The Concerned Women for America, in support of the Catholic groups, argue that although claiming to act for the benefit of women, the ACA infringes on women's ability to freely exercise their religion because non-compliance with the mandate would result in steep penalties. See Brief of Amicus Curiae Concerned Women for America, in Support of Petitioners at 2–4. The Concerned Women for America further argue that many women who seek to protect the constitutional guarantee of free exercise of religion  are burdened by the requirements of the ACA. See id. at 4.

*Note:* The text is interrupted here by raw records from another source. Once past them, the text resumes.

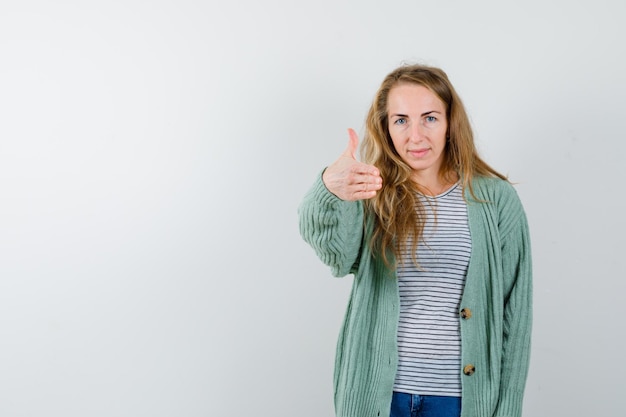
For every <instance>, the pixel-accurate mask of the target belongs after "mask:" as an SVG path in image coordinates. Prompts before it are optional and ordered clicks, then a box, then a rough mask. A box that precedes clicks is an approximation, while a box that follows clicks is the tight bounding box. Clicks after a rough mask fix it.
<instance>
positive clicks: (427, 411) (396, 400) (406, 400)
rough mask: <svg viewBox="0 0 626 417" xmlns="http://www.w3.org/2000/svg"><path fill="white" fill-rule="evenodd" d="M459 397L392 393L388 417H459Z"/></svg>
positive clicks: (459, 400)
mask: <svg viewBox="0 0 626 417" xmlns="http://www.w3.org/2000/svg"><path fill="white" fill-rule="evenodd" d="M460 415H461V397H442V396H439V395H417V394H405V393H403V392H394V393H393V397H392V399H391V414H390V417H460Z"/></svg>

The American Humanist Association, on the other hand, argues that women have unique healthcare needs that include contraceptive services and that Congress amended the ACA to provide those much-needed services to women. See Brief of American Humanist Association at 17. The American Humanist Association further argues that because the government has a compelling interest to provide these preventive care services to women, public health concerns cannot be subordinated to religious interests. See id. at 20. The American Civil Liberties Union (“ACLU”), in support of the government, argues that society and the courts have steadily moved towards dismantling the use of religious defenses to engender discrimination against women. See Brief of Amici Curiae American Civil Liberties Union et al., in Support of Respondents at 26–27. The ACLU further contends that by ruling in favor of the Catholic groups, the Court would defeat the laws designed to transform the lives of women and ensure that women can participate equally in society. See id. at 28–30.

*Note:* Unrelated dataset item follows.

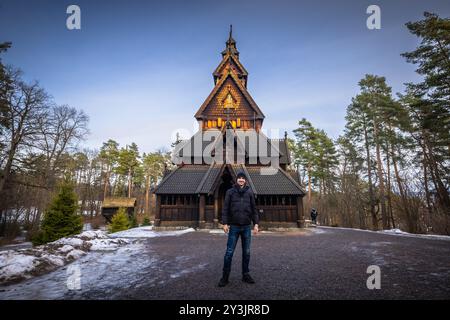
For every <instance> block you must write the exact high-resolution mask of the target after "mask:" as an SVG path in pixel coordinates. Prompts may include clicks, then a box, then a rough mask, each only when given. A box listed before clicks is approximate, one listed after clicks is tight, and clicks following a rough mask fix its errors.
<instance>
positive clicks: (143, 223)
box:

Bart Stupak, a former Congressman, and the Center for Constitutional Jurisprudence (collectively, “the Center”) argue that preventive care, as defined by federal law, does not include the provision of contraceptives and abortion-inducing drugs. See Brief of Amici Curiae Bart Stupak and the Center for Constitutional Jurisprudence, in Support of Petitioners at 9–10. The Center also contends that Congress has the authority to determine what constitutes a compelling interest and therefore, the HHS, by attempting to redefine what constitutes a compelling interest and the policy objectives of the government, exceeds its authority as an agency. See id. at 27–28.

The American Humanist Association, in support of the government, counters that for particularly those laws that affect public health and general welfare, the government may not have any “least restrictive means” through which it can achieve its objectives without burdening the exercise of religion. See Brief of American Humanist Association at 21. The American Humanist Association further argues that according to the Court’s precedents, the protection of public health is a more compelling interest than any other competing interest, including religious objections, and therefore, women's reproductive health should not be subject to religious influences. See id. at 15–22.


The Catholic groups argue that the mandate to provide contraceptive coverage prevents them from offering health coverage to their employees in a manner consistent with their faith. See Brief for Petitioners, David Zubik et al. at 19. The Catholic groups further argue that the requirement has been imposed without proof that the mandated coverage cannot be achieved through alternative means. See id. at 52. The government counters that the objections of these religious organizations are not a burden RFRA recognizes, and will frustrate the government’s compelling interest in protecting the health of all female employees. See Brief for Respondents, Sylvia Burwell at al. at 26. The Court’s decision in this case will define the extent of the ACA’s religious exemption, and the limits of the First Amendment protections afforded under RFRA. See Brief for Brief for Petitioners at 35.